What is Bodily Injury Liability?

by Bianca Garrison - December 4, 2019
Woman inside her car with activated air bag aching

If you are ever in a car accident and the other driver and/or passengers are injured, you will need bodily injury liability to cover the injuries. Bodily injury liability, or Bi insurance, is car insurance coverage that pays for injuries a driver causes to other people, including other drivers, passengers, and pedestrians. 

What Does Bodily Injury Liability Cover?

Bodily injury insurance will cover a portion of the short- and long-term costs of any injuries that may result from a car accident that you cause. 

Bodily injury liability covers:

  • Medical expenses. Covers hospital fees, emergency care, and can even cover medical equipment.
  • Loss of income. If the other driver cannot work after the accident, bodily injury insurance may compensate. 
  • Legal fees. If the other party sues you, bodily injury insurance may cover defense fees. 
  • Pain and suffering. If the other party has lingering pain or emotional distress caused by the accident, your coverage will pay. 
  • Funeral costs. If there are any fatalities, bodily injury coverage can also help pay for the funeral costs.

Bodily Injury Limits

Most states require a minimum amount for bodily injury coverage, but you can choose a higher limit for more protection. For instance, in Arizona, the minimum about for bodily injury coverage is $15,000, but you can increase your coverage because whatever your insurance does not cover, you will have to pay for out-of-pocket. Each state has different bodily injury limits, so check with your DMV or search online to find out what the bodily injury limits are for your state. 

Bluefire knows the requirements for each state that we operate in and will make sure you have the minimum amount of bodily injury liability insurance that is required by your state.

What is Recommended Bodily Injury Coverage?

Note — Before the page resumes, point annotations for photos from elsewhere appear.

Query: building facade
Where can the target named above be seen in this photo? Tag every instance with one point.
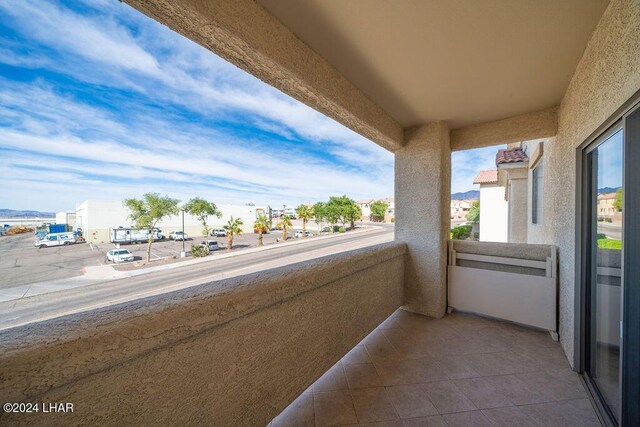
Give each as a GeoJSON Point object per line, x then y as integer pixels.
{"type": "Point", "coordinates": [97, 217]}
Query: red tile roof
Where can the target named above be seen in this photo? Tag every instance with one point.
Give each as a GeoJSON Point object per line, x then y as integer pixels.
{"type": "Point", "coordinates": [514, 155]}
{"type": "Point", "coordinates": [607, 196]}
{"type": "Point", "coordinates": [487, 177]}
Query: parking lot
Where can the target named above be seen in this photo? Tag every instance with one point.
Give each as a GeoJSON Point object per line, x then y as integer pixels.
{"type": "Point", "coordinates": [21, 263]}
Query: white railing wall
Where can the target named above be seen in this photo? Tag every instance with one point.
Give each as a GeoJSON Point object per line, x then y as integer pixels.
{"type": "Point", "coordinates": [515, 282]}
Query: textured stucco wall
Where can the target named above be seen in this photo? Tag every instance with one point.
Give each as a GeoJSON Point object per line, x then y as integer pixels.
{"type": "Point", "coordinates": [606, 77]}
{"type": "Point", "coordinates": [494, 211]}
{"type": "Point", "coordinates": [538, 124]}
{"type": "Point", "coordinates": [235, 352]}
{"type": "Point", "coordinates": [271, 52]}
{"type": "Point", "coordinates": [518, 210]}
{"type": "Point", "coordinates": [422, 196]}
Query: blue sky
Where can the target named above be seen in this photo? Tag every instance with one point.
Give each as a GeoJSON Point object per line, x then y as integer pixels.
{"type": "Point", "coordinates": [99, 101]}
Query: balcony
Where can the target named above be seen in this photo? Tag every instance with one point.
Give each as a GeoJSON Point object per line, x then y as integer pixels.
{"type": "Point", "coordinates": [460, 370]}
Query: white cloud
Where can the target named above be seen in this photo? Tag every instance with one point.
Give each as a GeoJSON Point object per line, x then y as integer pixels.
{"type": "Point", "coordinates": [80, 145]}
{"type": "Point", "coordinates": [466, 164]}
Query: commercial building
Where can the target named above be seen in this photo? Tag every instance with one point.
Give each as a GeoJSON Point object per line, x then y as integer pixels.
{"type": "Point", "coordinates": [365, 207]}
{"type": "Point", "coordinates": [97, 217]}
{"type": "Point", "coordinates": [420, 79]}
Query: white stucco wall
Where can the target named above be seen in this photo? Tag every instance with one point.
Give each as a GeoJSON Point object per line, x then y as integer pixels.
{"type": "Point", "coordinates": [494, 211]}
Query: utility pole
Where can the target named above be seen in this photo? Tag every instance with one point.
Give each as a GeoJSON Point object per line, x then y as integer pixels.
{"type": "Point", "coordinates": [183, 254]}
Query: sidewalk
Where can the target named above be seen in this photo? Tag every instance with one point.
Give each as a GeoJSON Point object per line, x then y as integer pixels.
{"type": "Point", "coordinates": [102, 273]}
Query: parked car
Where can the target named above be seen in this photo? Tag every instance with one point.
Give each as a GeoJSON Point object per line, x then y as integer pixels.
{"type": "Point", "coordinates": [212, 244]}
{"type": "Point", "coordinates": [55, 239]}
{"type": "Point", "coordinates": [178, 235]}
{"type": "Point", "coordinates": [119, 255]}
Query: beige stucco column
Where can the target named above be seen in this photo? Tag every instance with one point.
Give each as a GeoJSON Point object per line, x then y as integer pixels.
{"type": "Point", "coordinates": [422, 196]}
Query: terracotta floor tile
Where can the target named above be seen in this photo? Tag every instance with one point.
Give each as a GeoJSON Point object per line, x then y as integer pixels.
{"type": "Point", "coordinates": [299, 413]}
{"type": "Point", "coordinates": [410, 401]}
{"type": "Point", "coordinates": [362, 375]}
{"type": "Point", "coordinates": [373, 404]}
{"type": "Point", "coordinates": [467, 419]}
{"type": "Point", "coordinates": [333, 379]}
{"type": "Point", "coordinates": [564, 413]}
{"type": "Point", "coordinates": [334, 408]}
{"type": "Point", "coordinates": [467, 369]}
{"type": "Point", "coordinates": [432, 421]}
{"type": "Point", "coordinates": [483, 393]}
{"type": "Point", "coordinates": [511, 416]}
{"type": "Point", "coordinates": [357, 355]}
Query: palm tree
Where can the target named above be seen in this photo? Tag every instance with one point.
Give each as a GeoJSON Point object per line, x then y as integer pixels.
{"type": "Point", "coordinates": [305, 213]}
{"type": "Point", "coordinates": [233, 228]}
{"type": "Point", "coordinates": [261, 226]}
{"type": "Point", "coordinates": [285, 223]}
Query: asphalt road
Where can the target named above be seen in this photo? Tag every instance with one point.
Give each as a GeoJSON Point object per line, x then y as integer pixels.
{"type": "Point", "coordinates": [49, 305]}
{"type": "Point", "coordinates": [612, 231]}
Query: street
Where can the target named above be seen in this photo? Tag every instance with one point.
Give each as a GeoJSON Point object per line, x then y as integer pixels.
{"type": "Point", "coordinates": [79, 294]}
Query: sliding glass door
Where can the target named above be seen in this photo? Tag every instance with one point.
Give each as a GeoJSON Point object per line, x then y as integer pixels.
{"type": "Point", "coordinates": [611, 270]}
{"type": "Point", "coordinates": [604, 280]}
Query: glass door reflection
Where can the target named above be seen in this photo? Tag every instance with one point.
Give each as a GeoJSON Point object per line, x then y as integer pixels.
{"type": "Point", "coordinates": [605, 260]}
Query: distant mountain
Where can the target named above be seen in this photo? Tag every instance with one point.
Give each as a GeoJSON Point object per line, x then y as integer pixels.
{"type": "Point", "coordinates": [10, 213]}
{"type": "Point", "coordinates": [606, 190]}
{"type": "Point", "coordinates": [467, 195]}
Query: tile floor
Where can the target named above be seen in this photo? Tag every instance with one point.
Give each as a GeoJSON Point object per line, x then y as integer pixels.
{"type": "Point", "coordinates": [462, 370]}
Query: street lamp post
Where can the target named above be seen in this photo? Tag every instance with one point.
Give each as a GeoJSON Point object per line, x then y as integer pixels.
{"type": "Point", "coordinates": [183, 254]}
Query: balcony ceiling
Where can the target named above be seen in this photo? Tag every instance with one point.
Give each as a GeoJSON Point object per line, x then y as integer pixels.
{"type": "Point", "coordinates": [465, 62]}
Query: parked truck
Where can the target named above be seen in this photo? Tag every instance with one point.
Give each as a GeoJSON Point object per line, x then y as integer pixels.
{"type": "Point", "coordinates": [55, 239]}
{"type": "Point", "coordinates": [134, 235]}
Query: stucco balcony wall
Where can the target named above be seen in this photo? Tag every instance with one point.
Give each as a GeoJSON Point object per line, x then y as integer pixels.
{"type": "Point", "coordinates": [234, 352]}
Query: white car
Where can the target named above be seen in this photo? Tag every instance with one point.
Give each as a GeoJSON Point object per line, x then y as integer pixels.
{"type": "Point", "coordinates": [119, 255]}
{"type": "Point", "coordinates": [178, 235]}
{"type": "Point", "coordinates": [212, 244]}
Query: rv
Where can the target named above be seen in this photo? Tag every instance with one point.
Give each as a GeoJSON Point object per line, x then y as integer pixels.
{"type": "Point", "coordinates": [134, 235]}
{"type": "Point", "coordinates": [55, 239]}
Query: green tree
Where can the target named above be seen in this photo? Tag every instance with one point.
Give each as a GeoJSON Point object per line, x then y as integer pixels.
{"type": "Point", "coordinates": [202, 210]}
{"type": "Point", "coordinates": [149, 210]}
{"type": "Point", "coordinates": [261, 225]}
{"type": "Point", "coordinates": [285, 223]}
{"type": "Point", "coordinates": [319, 214]}
{"type": "Point", "coordinates": [379, 210]}
{"type": "Point", "coordinates": [342, 209]}
{"type": "Point", "coordinates": [234, 228]}
{"type": "Point", "coordinates": [473, 216]}
{"type": "Point", "coordinates": [617, 203]}
{"type": "Point", "coordinates": [353, 212]}
{"type": "Point", "coordinates": [305, 213]}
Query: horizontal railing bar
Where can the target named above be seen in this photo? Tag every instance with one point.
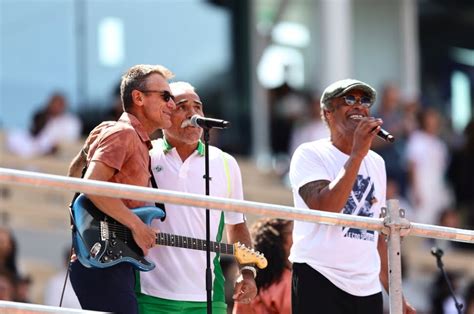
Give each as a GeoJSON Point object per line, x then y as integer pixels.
{"type": "Point", "coordinates": [20, 177]}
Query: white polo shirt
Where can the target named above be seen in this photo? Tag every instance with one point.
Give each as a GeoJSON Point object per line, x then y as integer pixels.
{"type": "Point", "coordinates": [180, 273]}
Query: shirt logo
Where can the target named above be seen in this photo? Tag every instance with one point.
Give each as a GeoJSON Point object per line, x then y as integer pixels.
{"type": "Point", "coordinates": [360, 204]}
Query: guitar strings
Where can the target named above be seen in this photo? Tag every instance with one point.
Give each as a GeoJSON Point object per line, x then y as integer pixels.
{"type": "Point", "coordinates": [167, 238]}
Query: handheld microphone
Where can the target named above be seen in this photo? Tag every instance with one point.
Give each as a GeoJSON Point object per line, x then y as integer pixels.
{"type": "Point", "coordinates": [386, 136]}
{"type": "Point", "coordinates": [437, 252]}
{"type": "Point", "coordinates": [208, 123]}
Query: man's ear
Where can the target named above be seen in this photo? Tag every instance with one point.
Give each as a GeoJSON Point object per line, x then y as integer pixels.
{"type": "Point", "coordinates": [327, 115]}
{"type": "Point", "coordinates": [137, 97]}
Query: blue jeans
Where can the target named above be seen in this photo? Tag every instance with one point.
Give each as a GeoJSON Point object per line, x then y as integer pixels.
{"type": "Point", "coordinates": [105, 289]}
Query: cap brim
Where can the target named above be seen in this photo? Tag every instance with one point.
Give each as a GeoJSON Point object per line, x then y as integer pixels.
{"type": "Point", "coordinates": [358, 86]}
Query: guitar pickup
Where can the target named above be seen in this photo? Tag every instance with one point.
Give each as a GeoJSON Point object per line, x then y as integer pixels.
{"type": "Point", "coordinates": [104, 231]}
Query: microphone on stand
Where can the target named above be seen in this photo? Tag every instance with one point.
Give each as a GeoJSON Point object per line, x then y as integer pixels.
{"type": "Point", "coordinates": [208, 123]}
{"type": "Point", "coordinates": [386, 136]}
{"type": "Point", "coordinates": [437, 252]}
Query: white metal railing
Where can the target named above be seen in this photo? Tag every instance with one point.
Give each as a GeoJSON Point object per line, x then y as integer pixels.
{"type": "Point", "coordinates": [394, 224]}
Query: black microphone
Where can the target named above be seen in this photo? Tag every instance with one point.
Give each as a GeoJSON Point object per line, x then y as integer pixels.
{"type": "Point", "coordinates": [208, 123]}
{"type": "Point", "coordinates": [436, 252]}
{"type": "Point", "coordinates": [386, 136]}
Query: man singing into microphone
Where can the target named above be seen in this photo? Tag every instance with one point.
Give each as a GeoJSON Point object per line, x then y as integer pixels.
{"type": "Point", "coordinates": [340, 269]}
{"type": "Point", "coordinates": [178, 283]}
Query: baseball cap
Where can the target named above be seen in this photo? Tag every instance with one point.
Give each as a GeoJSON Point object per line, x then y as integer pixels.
{"type": "Point", "coordinates": [340, 88]}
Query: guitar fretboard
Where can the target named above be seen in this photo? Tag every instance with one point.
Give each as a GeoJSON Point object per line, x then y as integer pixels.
{"type": "Point", "coordinates": [192, 243]}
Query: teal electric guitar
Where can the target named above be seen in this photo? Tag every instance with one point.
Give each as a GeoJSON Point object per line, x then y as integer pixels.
{"type": "Point", "coordinates": [100, 241]}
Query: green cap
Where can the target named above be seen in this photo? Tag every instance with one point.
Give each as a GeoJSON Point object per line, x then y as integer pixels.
{"type": "Point", "coordinates": [341, 87]}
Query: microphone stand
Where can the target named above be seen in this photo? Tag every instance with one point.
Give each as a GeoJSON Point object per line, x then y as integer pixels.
{"type": "Point", "coordinates": [208, 232]}
{"type": "Point", "coordinates": [438, 253]}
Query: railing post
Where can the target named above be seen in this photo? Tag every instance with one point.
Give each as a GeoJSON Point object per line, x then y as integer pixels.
{"type": "Point", "coordinates": [397, 223]}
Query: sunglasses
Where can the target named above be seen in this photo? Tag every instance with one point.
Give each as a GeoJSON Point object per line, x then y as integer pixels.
{"type": "Point", "coordinates": [165, 95]}
{"type": "Point", "coordinates": [352, 100]}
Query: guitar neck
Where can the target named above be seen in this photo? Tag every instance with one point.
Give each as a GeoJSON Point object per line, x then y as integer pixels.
{"type": "Point", "coordinates": [167, 239]}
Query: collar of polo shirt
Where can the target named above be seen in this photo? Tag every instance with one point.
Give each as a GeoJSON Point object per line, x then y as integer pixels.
{"type": "Point", "coordinates": [167, 147]}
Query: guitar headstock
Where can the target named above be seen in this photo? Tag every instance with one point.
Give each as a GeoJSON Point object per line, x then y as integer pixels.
{"type": "Point", "coordinates": [244, 255]}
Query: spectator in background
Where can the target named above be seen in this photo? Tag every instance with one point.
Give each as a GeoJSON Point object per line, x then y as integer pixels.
{"type": "Point", "coordinates": [310, 127]}
{"type": "Point", "coordinates": [115, 109]}
{"type": "Point", "coordinates": [8, 252]}
{"type": "Point", "coordinates": [54, 287]}
{"type": "Point", "coordinates": [273, 238]}
{"type": "Point", "coordinates": [461, 174]}
{"type": "Point", "coordinates": [441, 299]}
{"type": "Point", "coordinates": [469, 299]}
{"type": "Point", "coordinates": [7, 286]}
{"type": "Point", "coordinates": [22, 289]}
{"type": "Point", "coordinates": [51, 126]}
{"type": "Point", "coordinates": [427, 158]}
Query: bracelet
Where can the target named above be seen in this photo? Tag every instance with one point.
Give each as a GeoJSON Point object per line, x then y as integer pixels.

BI is mandatory for licensed drivers in most states. When purchasing your liability coverage, you’re only obligated to meet your state’s minimum limit requirements, which vary depending on the state. The stated minimum amount is actually the maximum coverage that’s legally required. Except for New Hampshire, each state has a 3-tiered system for their minimum liability coverage limits and may look something like this: 25/50/50. 

The first number (25) is the amount in thousands that the at-fault driver’s insurance company will pay for injury-related expenses per person. 

The second number (50) is the total amount in thousands the insurance company will pay for injury-related expenses per incident, and the third number (50) is the amount in thousands the insurance company will pay for property damage per incident. 

These are just minimum amounts and may not provide the level of protection you need. It is recommended to purchase more coverage if you can afford to do so.